University students in Leeds have been called on to try and crack unsolved missing persons cases.
Lecturer Kirsty Bennett is launching the cold case unit, comprised of criminology students, in September that will try to identify new lines of enquiry and find people who have been missing for years.
The new project will see students work alongside experts from Locate International, who specialise in cracking unsolved missing persons cases.
Kirsty, who previously worked for West Yorkshire Police’s Homicide and Major Enquiry Team, hopes it will help students put what they have learnt into practice.
She said: “In working on these cold cases, our students are providing a service to the families of the missing, looking for opportunities to progress the cases that might not otherwise get the focused attention that they need.

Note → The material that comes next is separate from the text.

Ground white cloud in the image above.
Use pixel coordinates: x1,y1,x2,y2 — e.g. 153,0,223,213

“We are also offering first-hand experience that very few students have, a chance to connect with experts in the field and police officers.
“They have the opportunity to lead their own investigation teams, mentor other students, and collaborate on research projects.
“This isn’t a promise that we are going to solve the case, it’s to offer families and police forces the opportunity for other people to have a look at the case in different ways, do a review, and potentially offer a new line of enquiry.”
This model has already been introduced at the University of South Wales (USW) and the University of Central Lancashire.
USW students are working on several high-profile cases, including the case of Damien Nettles, who was last seen on the Isle of Wight in November 1996 when he was 16 years old.
Dave Grimstead, co-founder at Locate International, said: “A year ago, we listened to Kirsty Bennett’s presentation about years of research on unsolved missing person cases at the International Conference on Missing Children and Adults.
“The conference inspired us to find a way for teams of students to take on real world challenges working side by side with specialists on unsolved missing people cases.
“Locate International have worked with a small group of universities to develop a model to provide support for investigations of long term unsolved missing people cases, for both families and police.
“It is a real privilege for us to collaborate with Kirsty and Leeds Beckett University to turn research into action that is of real value to the public.”